As wrong choices are taken, a youngster learns the hard truths for the long haul on ‘Give A Ride To The Devil’, as wisdom wins over temptation.
The up-tempo title cut ‘Lonesome Whistle’ depicts on a rainy summer night, a woman watching a soldier bound for foreign lands, leave on a train. Only years later for her lover to sadly return on his very last ride with its aching lines: ‘They stood in salute as it carried him home / Draped in the flag comin’ off ole # 9 / The day he took his last ride’ – The cry of the whistle and chugin’ of the train is a constant reminder of the pain.
The beautiful soft ballad ‘Everything I Ever Wanted’ lovingly pays homage to mothers through the eyes of daughters sifting through a shoe box filled with old photographs and the impact those monumental images hold. Whether it be as a beautiful bride, posed at a graduation ceremony or holding a new born with adoption papers.
The fast moving toe-tapper ‘My Oh My How Time Flies’ was written with Texan artist Deryl Dodd. Tremendous interplay is on display as the players trade licks on banjo, guitar, mandolin, bass and percussion in such a masterful manner.
In contrast the mood quickly changes on album standout ‘I Wonder What God’s Thinking’. Delicious harmonies completely draw the listener in on this deeply moving piece. It morally questions but doesn’t answer what God may be thinking as he observes a world where a scared 15 year homeless girl is ignored on the streets, people die for the colour of their skin and the clothes they wear – ‘When the rain falls from heaven is it the tears from his eyes’ ?

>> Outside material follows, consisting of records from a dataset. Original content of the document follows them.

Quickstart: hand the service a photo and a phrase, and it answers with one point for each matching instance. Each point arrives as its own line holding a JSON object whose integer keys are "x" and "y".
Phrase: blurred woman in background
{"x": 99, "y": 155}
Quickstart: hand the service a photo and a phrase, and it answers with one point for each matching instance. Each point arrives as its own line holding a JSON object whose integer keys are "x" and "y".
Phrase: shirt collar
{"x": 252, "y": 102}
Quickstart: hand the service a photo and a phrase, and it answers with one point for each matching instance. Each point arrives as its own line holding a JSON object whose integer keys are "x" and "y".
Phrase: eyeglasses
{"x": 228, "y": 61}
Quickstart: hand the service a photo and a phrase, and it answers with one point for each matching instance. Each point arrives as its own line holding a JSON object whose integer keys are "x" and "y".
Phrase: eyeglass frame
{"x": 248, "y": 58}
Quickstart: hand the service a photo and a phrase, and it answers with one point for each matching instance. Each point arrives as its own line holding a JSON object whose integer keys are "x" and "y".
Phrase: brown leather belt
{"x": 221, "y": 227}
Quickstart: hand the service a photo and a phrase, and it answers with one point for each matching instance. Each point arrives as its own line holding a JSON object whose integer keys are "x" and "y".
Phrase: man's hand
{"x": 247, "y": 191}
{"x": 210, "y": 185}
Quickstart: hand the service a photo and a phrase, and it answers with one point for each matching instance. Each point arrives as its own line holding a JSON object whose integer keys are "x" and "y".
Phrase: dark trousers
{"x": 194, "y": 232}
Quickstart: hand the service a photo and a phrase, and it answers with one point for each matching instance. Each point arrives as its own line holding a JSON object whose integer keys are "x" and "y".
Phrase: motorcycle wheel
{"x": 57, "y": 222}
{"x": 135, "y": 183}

Trailblazer’ written by Elaine Roy allows her to give a nod to her idol Dolly Parton. Arranged and sung in true Dolly fashion it’s about chasing a dream. Something of a women’s anthem the title came to Roy whilst sitting in traffic one day behind a Trailblazer SUV – Seems like destiny is on the road she’s on.
As we finally drift onto ‘High Road’ one cannot but help admire the song craft here. Written by Pete Sallis and CMA Award winner Tia Sillers, it was brought to The Roys attention at a songwriters round in Nashville. Months later Pete gave them the go ahead to record it. Hopefully songs like this will inspire them to raise the bar still further regarding their own writing skills and then as the song suggests the stretch of dirt may then be paved with gold.
Grab a coffee put this disc in your player and The Roys will provide you with a perfect blend.